The flurry of strikes raises questions about the Obama administration’s stated commitment to dial back its aggressive wartime tactics. In a major speech earlier this year, President Barack Obama announced to much fanfare that he hoped to wind down the war on terror and that stricter guidelines would be put in place to govern the use of drone strikes, though those rules largely remain classified and unreleased. “America does not take strikes to punish individuals; we act against terrorists who pose a continuing and imminent threat to the American people, and when there are no other governments capable of effectively addressing the threat,” Obama said. “And before any strike is taken, there must be near-certainty that no civilians will be killed or injured — the highest standard we can set.” In a letter to Congress in May, Attorney General Eric Holder hinted at this new, stricter policy. “When capture is not feasible, the policy provides that lethal force may be used only when a terrorist target poses a continuing, imminent threat to Americans, and when certain other preconditions, including a requirement that no other reasonable alternatives exist to effectively address the threat, are satisfied.”
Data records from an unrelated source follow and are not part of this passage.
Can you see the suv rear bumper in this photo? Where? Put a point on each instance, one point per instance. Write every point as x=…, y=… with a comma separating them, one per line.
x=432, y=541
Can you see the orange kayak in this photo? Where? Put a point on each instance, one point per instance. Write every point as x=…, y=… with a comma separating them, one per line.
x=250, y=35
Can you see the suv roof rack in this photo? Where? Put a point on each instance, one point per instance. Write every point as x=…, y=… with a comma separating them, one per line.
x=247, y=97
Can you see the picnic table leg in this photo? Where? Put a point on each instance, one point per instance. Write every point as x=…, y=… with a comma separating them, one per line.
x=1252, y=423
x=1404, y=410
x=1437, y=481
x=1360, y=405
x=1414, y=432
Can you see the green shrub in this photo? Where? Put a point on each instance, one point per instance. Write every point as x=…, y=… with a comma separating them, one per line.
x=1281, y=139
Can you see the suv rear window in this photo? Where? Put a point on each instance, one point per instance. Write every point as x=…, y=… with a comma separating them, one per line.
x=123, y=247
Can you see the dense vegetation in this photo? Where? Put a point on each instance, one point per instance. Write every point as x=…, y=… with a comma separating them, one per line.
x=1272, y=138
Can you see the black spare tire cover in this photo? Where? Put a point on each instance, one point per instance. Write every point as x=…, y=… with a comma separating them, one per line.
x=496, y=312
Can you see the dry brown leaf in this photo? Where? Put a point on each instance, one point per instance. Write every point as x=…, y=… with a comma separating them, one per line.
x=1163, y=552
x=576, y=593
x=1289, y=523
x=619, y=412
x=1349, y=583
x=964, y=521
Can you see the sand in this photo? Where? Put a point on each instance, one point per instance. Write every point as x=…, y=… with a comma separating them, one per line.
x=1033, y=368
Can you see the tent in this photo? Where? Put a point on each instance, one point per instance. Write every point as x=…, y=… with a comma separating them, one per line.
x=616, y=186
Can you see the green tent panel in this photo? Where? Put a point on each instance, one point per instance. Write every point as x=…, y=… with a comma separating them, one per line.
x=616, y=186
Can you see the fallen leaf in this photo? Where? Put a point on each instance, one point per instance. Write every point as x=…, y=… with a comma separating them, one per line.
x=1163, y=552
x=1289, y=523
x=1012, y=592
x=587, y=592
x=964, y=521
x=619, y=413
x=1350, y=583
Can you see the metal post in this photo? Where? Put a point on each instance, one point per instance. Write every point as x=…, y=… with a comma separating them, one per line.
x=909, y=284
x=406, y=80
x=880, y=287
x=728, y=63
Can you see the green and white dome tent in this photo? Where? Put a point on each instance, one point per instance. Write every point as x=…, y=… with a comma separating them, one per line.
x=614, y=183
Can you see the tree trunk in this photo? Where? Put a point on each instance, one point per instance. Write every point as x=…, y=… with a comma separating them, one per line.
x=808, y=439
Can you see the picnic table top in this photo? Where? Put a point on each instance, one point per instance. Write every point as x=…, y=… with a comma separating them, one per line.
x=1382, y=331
What those “other preconditions” amount to remains shrouded in mystery. But as articulated in the letter, the administration’s new critieria for drone strikes turn on the presence of a “continuing, imminent threat” directed at Americans. Administration officials explain that the prior guidance allowed drone strikes against groups or individuals threatening “U.S. interests” whereas the new policy tightens that guideline to require “U.S. persons” to be threatened by those targeted by drones.
This time around, the U.S. government has been making an elaborate, dramatic argument that the latest threat out of Yemen poses imminent danger to U.S. citizens. The administration’s decision to close and evacuate a slew of diplomatic posts served as a highly visible signal of the perceived seriousness of this threat — and, most importantly, its implications for U.S. persons. While Obama’s speech in May and subsequent policy guidance has been interpreted as an effort by the president to avoid having his legacy defined by the aggressive use of drones, the address itself was notable for its defense of the administration’s tactics, which Obama argued have not only undermined terrorist groups but also saved civilian lives. That conviction has been on manifest display in the administration’s response this week to the threat emanating from Yemen.
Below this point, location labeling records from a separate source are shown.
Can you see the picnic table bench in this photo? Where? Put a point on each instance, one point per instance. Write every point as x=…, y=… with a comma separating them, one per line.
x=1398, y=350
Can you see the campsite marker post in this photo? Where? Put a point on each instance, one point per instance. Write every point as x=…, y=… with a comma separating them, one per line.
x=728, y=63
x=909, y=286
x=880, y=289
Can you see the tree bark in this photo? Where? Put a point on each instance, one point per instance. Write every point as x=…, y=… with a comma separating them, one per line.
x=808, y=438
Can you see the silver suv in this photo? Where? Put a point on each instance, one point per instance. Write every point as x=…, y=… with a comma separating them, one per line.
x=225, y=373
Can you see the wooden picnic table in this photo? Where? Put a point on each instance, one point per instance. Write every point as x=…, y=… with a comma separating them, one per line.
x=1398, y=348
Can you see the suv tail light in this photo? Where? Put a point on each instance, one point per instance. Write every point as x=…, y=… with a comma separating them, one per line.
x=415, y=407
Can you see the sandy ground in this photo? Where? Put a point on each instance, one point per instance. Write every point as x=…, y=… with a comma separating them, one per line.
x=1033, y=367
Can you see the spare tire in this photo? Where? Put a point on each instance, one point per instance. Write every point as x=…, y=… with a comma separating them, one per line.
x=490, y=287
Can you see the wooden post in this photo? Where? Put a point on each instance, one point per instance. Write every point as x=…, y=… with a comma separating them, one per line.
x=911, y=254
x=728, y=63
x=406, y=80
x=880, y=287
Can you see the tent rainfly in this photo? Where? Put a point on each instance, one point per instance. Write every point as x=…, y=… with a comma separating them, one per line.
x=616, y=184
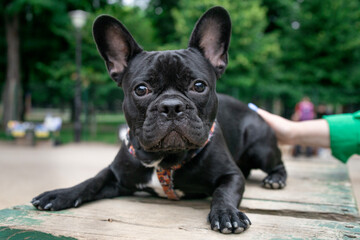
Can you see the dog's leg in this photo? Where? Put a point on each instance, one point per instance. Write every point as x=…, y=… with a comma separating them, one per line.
x=103, y=185
x=224, y=215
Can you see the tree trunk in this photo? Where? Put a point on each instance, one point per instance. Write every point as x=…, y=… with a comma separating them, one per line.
x=11, y=92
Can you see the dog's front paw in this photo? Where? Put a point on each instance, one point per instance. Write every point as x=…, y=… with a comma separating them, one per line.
x=228, y=220
x=276, y=178
x=57, y=200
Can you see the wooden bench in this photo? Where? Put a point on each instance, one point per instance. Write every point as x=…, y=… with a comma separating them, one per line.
x=317, y=203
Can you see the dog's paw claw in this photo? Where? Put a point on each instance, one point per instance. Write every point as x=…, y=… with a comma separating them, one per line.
x=226, y=230
x=56, y=200
x=48, y=206
x=228, y=221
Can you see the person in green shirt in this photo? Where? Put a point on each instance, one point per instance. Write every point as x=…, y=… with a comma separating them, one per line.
x=340, y=132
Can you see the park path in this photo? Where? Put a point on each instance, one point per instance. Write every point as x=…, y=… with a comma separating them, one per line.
x=27, y=171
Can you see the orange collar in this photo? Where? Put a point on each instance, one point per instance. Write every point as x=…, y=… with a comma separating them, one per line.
x=165, y=176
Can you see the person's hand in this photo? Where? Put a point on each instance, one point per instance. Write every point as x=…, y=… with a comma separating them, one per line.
x=310, y=133
x=282, y=127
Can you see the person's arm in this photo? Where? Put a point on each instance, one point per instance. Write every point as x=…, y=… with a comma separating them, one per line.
x=311, y=133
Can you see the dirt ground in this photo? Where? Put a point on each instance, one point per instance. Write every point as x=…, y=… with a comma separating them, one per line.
x=27, y=171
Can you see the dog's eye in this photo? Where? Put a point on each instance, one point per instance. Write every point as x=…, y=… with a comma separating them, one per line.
x=141, y=90
x=199, y=86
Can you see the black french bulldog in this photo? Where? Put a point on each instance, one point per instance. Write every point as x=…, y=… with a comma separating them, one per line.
x=184, y=140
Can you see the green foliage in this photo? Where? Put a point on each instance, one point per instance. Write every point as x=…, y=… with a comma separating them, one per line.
x=280, y=49
x=252, y=55
x=320, y=41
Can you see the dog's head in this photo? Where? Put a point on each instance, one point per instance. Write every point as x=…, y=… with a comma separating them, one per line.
x=170, y=101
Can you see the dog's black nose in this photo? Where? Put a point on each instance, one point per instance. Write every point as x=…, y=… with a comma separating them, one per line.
x=171, y=108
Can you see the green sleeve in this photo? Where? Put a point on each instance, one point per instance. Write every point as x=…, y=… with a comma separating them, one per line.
x=344, y=135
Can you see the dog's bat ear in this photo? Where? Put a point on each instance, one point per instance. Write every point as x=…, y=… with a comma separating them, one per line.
x=211, y=35
x=115, y=44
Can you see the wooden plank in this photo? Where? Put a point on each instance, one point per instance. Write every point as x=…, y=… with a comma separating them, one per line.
x=126, y=218
x=316, y=204
x=320, y=186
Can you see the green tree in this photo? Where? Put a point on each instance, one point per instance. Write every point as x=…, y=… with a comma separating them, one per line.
x=252, y=53
x=320, y=41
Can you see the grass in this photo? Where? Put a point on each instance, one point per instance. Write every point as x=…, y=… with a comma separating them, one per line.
x=105, y=129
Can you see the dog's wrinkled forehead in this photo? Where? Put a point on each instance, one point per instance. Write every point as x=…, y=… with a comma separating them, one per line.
x=175, y=68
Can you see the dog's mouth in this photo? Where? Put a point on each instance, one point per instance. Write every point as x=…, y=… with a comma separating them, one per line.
x=172, y=142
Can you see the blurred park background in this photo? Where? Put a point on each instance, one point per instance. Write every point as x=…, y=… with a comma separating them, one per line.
x=281, y=50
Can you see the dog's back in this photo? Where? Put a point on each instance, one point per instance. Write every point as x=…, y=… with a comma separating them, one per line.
x=251, y=142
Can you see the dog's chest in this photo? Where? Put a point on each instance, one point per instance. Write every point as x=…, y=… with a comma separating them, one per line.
x=157, y=187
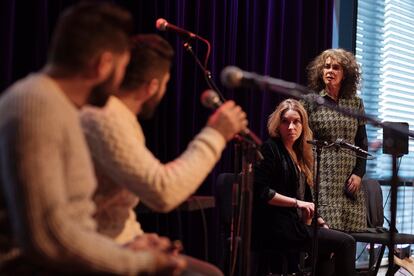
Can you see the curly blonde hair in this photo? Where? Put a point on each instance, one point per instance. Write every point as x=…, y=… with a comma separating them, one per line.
x=302, y=149
x=352, y=72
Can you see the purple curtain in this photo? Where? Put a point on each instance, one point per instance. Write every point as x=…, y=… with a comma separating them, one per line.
x=272, y=37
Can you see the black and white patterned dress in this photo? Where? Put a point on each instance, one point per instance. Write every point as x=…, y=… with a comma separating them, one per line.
x=339, y=211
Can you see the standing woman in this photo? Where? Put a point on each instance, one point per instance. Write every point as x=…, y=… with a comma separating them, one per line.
x=283, y=206
x=335, y=75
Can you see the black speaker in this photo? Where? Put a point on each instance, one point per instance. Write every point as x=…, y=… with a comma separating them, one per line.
x=395, y=142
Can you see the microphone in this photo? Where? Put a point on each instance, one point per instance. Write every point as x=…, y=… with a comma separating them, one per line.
x=162, y=25
x=210, y=99
x=341, y=143
x=318, y=143
x=232, y=76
Beyond vague hints, apocalyptic warnings, and bizarre leaks, however, U.S. officials have released little information about the nature of that threat. As a result, it remains difficult to evaluate Obama’s commitment to his new policy. “There has been an awful lot of chatter out there. Chatter means conversation about terrorists, about the planning that’s going on, very reminiscent of what we saw pre-9/11,” Sen. Saxby Chambliss, the Georgia Republican, said on NBC’s “Meet the Press.” Later in the week, administration officials revealed that the source of the warning came from an intercepted communication between the head of al-Qaida, Ayman al-Zawahiri, and the chief of the Yemen-based al-Qaida in the Arabian Peninsula.
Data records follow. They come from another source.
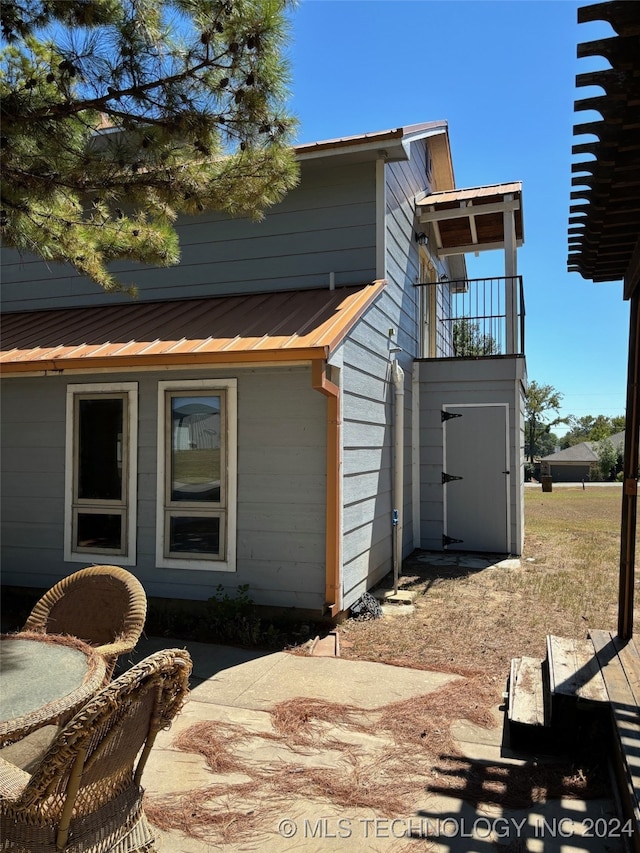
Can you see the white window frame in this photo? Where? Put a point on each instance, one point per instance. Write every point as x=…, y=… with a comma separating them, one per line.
x=71, y=506
x=228, y=514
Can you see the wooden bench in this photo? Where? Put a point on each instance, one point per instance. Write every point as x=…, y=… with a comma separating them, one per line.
x=620, y=667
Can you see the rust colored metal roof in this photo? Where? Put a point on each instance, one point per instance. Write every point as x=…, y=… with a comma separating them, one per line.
x=285, y=326
x=472, y=219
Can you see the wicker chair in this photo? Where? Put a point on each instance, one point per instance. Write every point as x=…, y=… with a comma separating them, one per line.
x=103, y=605
x=85, y=796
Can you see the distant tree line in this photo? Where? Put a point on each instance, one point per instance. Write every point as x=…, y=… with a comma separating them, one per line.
x=542, y=406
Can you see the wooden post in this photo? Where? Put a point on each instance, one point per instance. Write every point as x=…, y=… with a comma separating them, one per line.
x=630, y=474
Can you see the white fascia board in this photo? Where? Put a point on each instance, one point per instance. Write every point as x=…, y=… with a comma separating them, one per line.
x=473, y=248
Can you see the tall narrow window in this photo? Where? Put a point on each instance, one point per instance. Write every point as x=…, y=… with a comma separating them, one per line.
x=100, y=472
x=195, y=472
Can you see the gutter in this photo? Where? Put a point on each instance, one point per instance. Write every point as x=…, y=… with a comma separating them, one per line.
x=397, y=375
x=333, y=535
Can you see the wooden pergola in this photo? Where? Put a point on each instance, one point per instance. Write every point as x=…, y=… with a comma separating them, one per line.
x=604, y=226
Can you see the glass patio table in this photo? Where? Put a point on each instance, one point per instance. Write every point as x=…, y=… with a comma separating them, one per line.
x=44, y=680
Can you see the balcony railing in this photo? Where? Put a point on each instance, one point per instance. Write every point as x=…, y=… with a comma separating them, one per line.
x=475, y=317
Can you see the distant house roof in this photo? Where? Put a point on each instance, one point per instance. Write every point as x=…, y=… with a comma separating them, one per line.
x=584, y=453
x=285, y=326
Given the murky nature of the threat, it remains unclear whether, in repeatedly striking targets in Yemen in recent days, the Obama administration is ramping up the pressure on Al-Qaida in the Arabian Peninsula in general or simply responding to a specific intelligence threat. The White House’s secret legal guidelines would appear to require that the strikes be tied to a specific threat to U.S. persons, but that’s a legal standard for which there is no outside oversight or determination. If the U.S. government wants to up the pressure and return to the 2009-2010 heyday of the decade-long drone war, there is nothing stopping it.